そしてわたしはクリスマスが近いので何事の不思議なくアガサ・クリスティポアロのクリスマス』を読んでいる。ルビンシュタインの弾くショパン夜想曲集を聴きながら。本はもっぱら喫茶店で読んでいたのにいまは自宅で、外出自粛モマタ楽シ。

「わたしの仕事ならびに技術は、生きることだ。で、そのわたしの考え方、経験、習慣にもとづいて、生きること」だ。(モンテーニュ『エセー』)

「今一日のことを考へて見ても、明日のことが心配にならないこともないが、相当に運動して、相当に食慾を得て、飯をうまく食つて、懇意な友達と一緒に音楽でも聴いて、そして安眠が出来れば、相当の心配はあつても、どうやらかうやら自分は幸福であつたと其日を感ずることが出来る」(永井荷風「現実で満足だ」)

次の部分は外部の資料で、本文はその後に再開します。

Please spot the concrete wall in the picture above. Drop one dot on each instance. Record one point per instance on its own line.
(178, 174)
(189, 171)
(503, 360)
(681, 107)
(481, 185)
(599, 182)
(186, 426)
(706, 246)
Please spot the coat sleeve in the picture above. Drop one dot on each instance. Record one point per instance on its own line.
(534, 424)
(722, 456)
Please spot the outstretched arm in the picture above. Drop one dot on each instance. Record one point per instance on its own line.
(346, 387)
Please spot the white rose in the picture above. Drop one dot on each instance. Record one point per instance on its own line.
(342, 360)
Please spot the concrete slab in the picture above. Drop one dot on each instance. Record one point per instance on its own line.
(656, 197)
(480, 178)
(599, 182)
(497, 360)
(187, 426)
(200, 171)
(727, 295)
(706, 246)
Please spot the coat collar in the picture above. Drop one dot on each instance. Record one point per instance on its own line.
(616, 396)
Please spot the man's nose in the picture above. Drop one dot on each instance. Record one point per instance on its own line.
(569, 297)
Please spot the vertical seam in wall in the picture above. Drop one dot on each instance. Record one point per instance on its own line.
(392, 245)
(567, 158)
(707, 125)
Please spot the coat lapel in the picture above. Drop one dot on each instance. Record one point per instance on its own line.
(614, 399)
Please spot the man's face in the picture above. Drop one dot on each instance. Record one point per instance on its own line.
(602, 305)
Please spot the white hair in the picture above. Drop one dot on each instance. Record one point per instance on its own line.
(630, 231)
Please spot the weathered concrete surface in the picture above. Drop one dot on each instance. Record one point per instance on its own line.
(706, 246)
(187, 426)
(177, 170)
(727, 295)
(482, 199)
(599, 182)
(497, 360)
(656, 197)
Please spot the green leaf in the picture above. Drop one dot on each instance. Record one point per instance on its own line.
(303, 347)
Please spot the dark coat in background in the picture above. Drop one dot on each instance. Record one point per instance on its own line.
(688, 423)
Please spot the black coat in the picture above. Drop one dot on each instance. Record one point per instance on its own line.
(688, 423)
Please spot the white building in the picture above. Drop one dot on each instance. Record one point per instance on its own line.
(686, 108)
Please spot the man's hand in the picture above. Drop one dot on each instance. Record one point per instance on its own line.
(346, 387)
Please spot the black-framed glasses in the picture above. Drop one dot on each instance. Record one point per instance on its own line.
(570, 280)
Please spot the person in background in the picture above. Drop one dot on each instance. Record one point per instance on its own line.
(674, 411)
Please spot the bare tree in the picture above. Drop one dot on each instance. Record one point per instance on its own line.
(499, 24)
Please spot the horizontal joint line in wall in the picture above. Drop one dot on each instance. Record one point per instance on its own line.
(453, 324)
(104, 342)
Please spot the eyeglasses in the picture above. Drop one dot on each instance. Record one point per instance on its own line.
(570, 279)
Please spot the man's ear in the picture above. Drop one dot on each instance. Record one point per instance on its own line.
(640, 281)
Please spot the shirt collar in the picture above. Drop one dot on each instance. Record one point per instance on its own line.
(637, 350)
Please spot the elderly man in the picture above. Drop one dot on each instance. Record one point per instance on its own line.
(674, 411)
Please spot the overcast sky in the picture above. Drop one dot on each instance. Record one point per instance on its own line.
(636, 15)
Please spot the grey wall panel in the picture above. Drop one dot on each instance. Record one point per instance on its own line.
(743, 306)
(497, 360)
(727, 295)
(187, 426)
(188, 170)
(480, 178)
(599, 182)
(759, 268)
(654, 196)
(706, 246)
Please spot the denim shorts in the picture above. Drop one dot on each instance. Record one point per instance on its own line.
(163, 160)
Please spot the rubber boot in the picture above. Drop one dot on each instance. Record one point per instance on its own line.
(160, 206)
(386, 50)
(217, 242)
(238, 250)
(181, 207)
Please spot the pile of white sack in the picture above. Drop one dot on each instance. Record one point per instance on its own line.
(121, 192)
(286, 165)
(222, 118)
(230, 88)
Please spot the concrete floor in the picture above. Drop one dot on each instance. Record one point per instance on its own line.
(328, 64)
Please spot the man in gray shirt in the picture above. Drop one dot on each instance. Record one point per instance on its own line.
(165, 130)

在職中は心急かれながらあれやこれやの本に手を出していた。退職して十年、あれもこれもは読めないとしみじみ断念を味わい、いつしかうえのモンテーニュ荷風の言葉が心に沁みるようになった。昔のように早く読み上げようとは思わない、そのぶんショパンを聴きながらクリスティを読むことに幸福を感じている。